Changes to the Americans with Disabilities Act say, by May 21, public pools must upgrade with chair lifts, which are essentially mini cranes that move wheelchair users into the water. Failing to install this costly equipment could make public pool owners or managers face penalties or possible closure.
"Without the chair lift, we would not be able to get our certification to be able to open in early June, like we do every year," said David Stewart, mayor of Newport.
The Newport city pool attracts dozens of kids hoping to cool off from the summer's sweltering heat, but patrons may have only gotten as close as the gates this year if the city decided not to purchase and install a chair lift.
"We would have to be able to have it open," Stewart said about the pool, "so therefore we had to go by the rules and put this very expensive chair in."
The Newport City Council recently agreed to spend more than $3,500 on a mechanical chair lift for the city pool. The mayor calls the expense necessary, but unexpected. He says the City of Newport had to alter its 2012 budget to afford the equipment.
"We actually had to take that $3,500 from existing things that were budgeted," Stewart explained. "Frankly, we just, at the pool, will have to spend that $3,500 for this chair lift, if used at all, will be used very rarely."
The changes do not affect private pools, like the one at the Newport Country Club. For the thousands of public pools nationwide, however, it is a massive and expensive undertaking.
The Association of Pool and Spa Professionals estimates between 235,000 and 310,000 pools require the upgrade. Manufacturers say the lifts run $3,500 to $6,500, and installations can double those costs. Altogether, the trade group says owners could face costs exceeding $1 billion.
The costly expense makes places like the Days Inn in Newport consider leaving the cover on their pool, at least this year.
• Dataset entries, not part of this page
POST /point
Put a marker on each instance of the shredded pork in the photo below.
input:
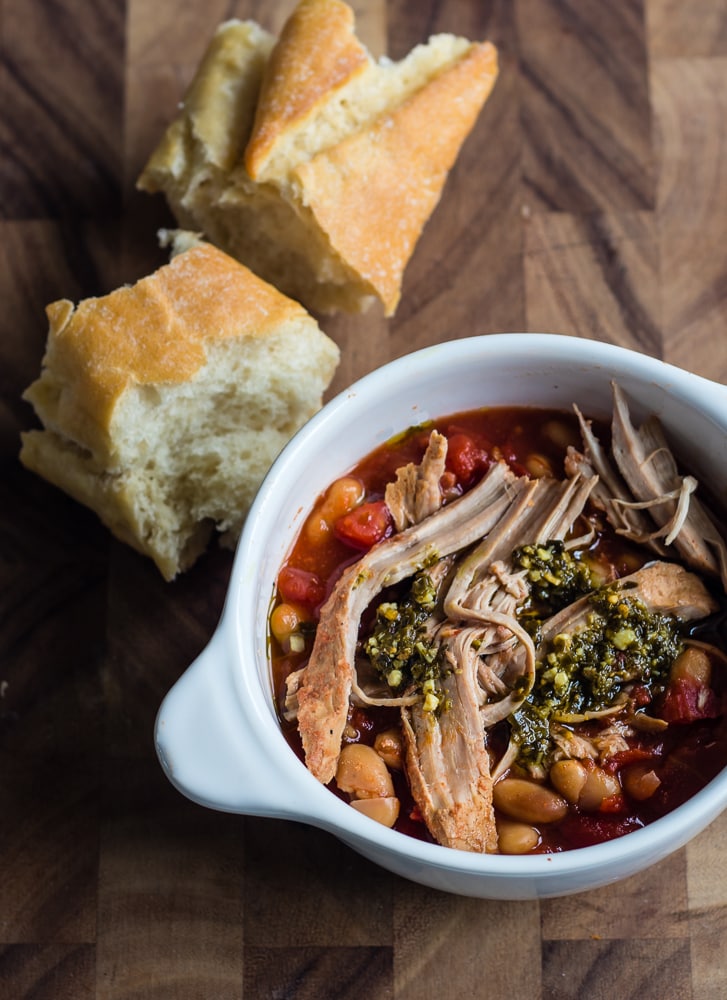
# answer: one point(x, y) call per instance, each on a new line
point(467, 545)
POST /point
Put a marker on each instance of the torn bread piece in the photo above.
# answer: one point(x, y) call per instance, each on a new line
point(311, 162)
point(163, 404)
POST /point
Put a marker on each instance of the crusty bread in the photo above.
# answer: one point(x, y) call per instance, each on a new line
point(315, 165)
point(165, 403)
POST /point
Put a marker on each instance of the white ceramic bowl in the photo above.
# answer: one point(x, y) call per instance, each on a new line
point(217, 734)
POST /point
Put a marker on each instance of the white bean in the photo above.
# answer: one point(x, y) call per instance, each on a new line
point(516, 838)
point(383, 810)
point(528, 801)
point(362, 773)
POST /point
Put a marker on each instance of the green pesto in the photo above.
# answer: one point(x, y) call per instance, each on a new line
point(586, 671)
point(398, 647)
point(555, 577)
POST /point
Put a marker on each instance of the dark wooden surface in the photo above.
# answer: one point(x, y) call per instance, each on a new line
point(591, 199)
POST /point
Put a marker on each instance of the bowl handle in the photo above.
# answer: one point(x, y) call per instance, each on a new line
point(205, 741)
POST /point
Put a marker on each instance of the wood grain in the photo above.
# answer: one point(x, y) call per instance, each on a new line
point(590, 199)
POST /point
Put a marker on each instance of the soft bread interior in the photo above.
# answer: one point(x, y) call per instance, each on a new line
point(242, 165)
point(177, 460)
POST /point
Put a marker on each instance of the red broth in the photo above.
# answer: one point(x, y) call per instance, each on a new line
point(685, 756)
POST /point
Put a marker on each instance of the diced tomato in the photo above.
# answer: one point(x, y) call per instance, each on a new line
point(636, 755)
point(686, 700)
point(613, 804)
point(365, 525)
point(300, 586)
point(586, 829)
point(640, 695)
point(466, 458)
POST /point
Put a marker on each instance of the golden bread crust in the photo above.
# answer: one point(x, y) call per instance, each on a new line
point(164, 404)
point(396, 170)
point(327, 193)
point(154, 332)
point(317, 54)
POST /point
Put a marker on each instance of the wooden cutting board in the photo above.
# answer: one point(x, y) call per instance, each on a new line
point(591, 200)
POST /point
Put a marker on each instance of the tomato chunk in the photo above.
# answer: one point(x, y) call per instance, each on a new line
point(300, 586)
point(365, 525)
point(686, 700)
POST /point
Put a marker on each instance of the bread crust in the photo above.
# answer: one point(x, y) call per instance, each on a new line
point(155, 332)
point(358, 187)
point(343, 165)
point(163, 404)
point(297, 82)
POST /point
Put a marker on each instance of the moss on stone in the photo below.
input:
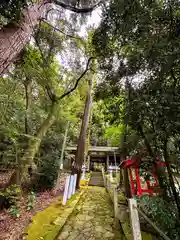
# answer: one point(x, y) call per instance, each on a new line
point(43, 224)
point(146, 236)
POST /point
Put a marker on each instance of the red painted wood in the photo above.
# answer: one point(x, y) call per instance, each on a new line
point(132, 182)
point(139, 190)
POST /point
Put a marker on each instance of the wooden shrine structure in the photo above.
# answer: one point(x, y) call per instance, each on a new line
point(137, 188)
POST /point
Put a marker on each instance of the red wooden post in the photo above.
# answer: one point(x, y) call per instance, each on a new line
point(149, 186)
point(156, 180)
point(132, 182)
point(139, 190)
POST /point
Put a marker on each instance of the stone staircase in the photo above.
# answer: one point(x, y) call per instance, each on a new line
point(96, 179)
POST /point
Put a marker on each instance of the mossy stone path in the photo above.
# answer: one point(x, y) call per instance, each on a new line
point(92, 218)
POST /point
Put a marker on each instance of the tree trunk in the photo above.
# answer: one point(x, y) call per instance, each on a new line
point(34, 143)
point(27, 86)
point(80, 153)
point(14, 36)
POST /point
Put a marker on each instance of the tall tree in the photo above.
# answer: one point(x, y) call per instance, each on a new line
point(80, 153)
point(15, 35)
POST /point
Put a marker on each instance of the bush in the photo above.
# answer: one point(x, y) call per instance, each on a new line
point(11, 195)
point(163, 214)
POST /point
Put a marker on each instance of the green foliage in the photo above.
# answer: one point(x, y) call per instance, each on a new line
point(12, 10)
point(14, 210)
point(31, 200)
point(162, 213)
point(48, 172)
point(11, 194)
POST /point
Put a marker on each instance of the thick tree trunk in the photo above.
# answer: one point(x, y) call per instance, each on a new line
point(14, 36)
point(80, 154)
point(34, 143)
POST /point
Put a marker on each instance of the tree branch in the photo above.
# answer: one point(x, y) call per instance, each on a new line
point(77, 10)
point(58, 30)
point(77, 81)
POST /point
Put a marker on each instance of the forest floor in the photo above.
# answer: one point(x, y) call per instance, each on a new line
point(92, 218)
point(12, 228)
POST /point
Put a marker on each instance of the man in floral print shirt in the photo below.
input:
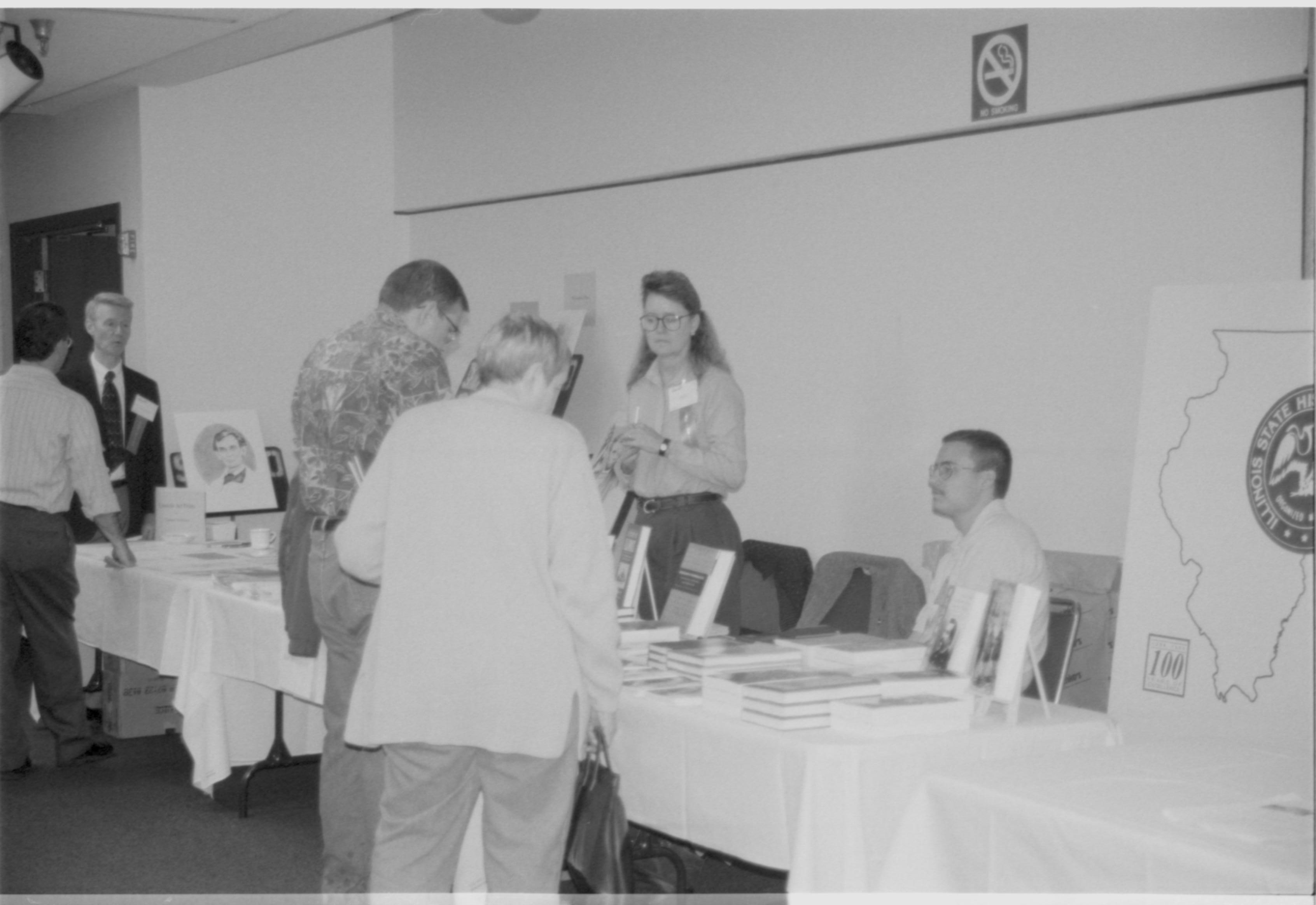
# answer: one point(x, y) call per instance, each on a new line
point(352, 388)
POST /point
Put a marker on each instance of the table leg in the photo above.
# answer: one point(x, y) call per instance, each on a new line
point(278, 755)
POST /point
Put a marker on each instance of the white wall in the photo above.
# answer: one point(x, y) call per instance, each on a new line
point(869, 303)
point(266, 222)
point(577, 98)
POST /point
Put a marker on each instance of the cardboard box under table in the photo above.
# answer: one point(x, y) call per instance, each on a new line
point(137, 700)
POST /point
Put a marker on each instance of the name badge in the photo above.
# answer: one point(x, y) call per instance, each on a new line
point(145, 408)
point(682, 395)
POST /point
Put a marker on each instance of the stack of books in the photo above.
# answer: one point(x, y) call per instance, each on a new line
point(803, 702)
point(661, 683)
point(724, 692)
point(854, 650)
point(915, 715)
point(699, 657)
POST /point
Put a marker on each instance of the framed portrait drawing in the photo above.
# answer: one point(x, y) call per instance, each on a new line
point(224, 454)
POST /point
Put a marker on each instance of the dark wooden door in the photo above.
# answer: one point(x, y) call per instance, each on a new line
point(66, 258)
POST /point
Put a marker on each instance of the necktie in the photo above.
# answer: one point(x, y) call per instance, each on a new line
point(114, 420)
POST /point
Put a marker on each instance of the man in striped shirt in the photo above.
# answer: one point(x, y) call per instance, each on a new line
point(49, 449)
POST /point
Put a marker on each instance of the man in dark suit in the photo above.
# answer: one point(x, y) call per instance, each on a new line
point(127, 405)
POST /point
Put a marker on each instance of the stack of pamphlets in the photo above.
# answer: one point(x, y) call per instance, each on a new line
point(916, 715)
point(699, 657)
point(853, 650)
point(803, 702)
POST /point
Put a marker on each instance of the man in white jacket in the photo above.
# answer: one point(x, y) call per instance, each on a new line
point(494, 644)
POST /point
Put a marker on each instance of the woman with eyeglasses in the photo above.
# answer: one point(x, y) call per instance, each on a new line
point(686, 436)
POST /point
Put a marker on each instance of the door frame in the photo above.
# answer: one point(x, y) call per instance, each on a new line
point(102, 219)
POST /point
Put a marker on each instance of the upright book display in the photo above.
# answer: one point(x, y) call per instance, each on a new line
point(698, 590)
point(628, 558)
point(957, 631)
point(1003, 649)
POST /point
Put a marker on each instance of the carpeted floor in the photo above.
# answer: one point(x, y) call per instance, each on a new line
point(133, 825)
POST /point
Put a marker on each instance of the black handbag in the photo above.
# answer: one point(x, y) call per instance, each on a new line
point(597, 844)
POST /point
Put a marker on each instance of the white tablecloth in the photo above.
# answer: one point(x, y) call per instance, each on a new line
point(820, 804)
point(1096, 823)
point(228, 652)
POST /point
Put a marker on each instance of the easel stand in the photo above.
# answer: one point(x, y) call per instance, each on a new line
point(278, 757)
point(986, 700)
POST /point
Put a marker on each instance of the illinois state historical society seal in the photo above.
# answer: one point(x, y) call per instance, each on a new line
point(1279, 472)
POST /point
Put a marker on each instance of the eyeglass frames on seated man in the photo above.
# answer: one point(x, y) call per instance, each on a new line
point(944, 472)
point(670, 321)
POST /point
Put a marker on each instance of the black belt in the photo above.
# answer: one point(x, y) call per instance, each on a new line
point(18, 506)
point(652, 504)
point(324, 523)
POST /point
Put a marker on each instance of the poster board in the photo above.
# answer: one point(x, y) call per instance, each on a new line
point(224, 456)
point(1215, 629)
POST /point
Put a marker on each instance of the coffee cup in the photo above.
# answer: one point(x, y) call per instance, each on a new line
point(262, 538)
point(223, 532)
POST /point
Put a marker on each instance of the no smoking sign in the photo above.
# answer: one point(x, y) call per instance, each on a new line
point(1001, 73)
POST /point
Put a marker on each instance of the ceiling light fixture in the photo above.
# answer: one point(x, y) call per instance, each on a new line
point(20, 70)
point(511, 16)
point(41, 30)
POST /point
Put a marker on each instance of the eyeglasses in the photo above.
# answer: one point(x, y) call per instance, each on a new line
point(669, 321)
point(943, 472)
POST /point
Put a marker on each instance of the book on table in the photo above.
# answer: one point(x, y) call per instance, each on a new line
point(812, 688)
point(854, 649)
point(647, 632)
point(731, 686)
point(628, 561)
point(923, 682)
point(732, 657)
point(788, 724)
point(660, 650)
point(681, 692)
point(1002, 652)
point(698, 590)
point(915, 715)
point(786, 711)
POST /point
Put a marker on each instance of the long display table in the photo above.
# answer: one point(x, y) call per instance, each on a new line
point(227, 650)
point(820, 804)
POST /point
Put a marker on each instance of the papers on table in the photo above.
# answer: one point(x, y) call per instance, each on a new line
point(1281, 819)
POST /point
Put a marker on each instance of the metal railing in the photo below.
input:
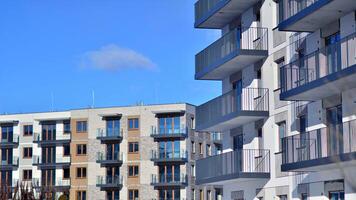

The Newport city pool has already ordered its lift, and the mayor says it should open in time for the usual swimming season to start.
"There are several of these having to be installed and so we had to kind of get in line," Stewart noted about the chair lifts. "From all indications, we're going to be able to get ours installed and be well within the rule before the first of June when our deadline is to open."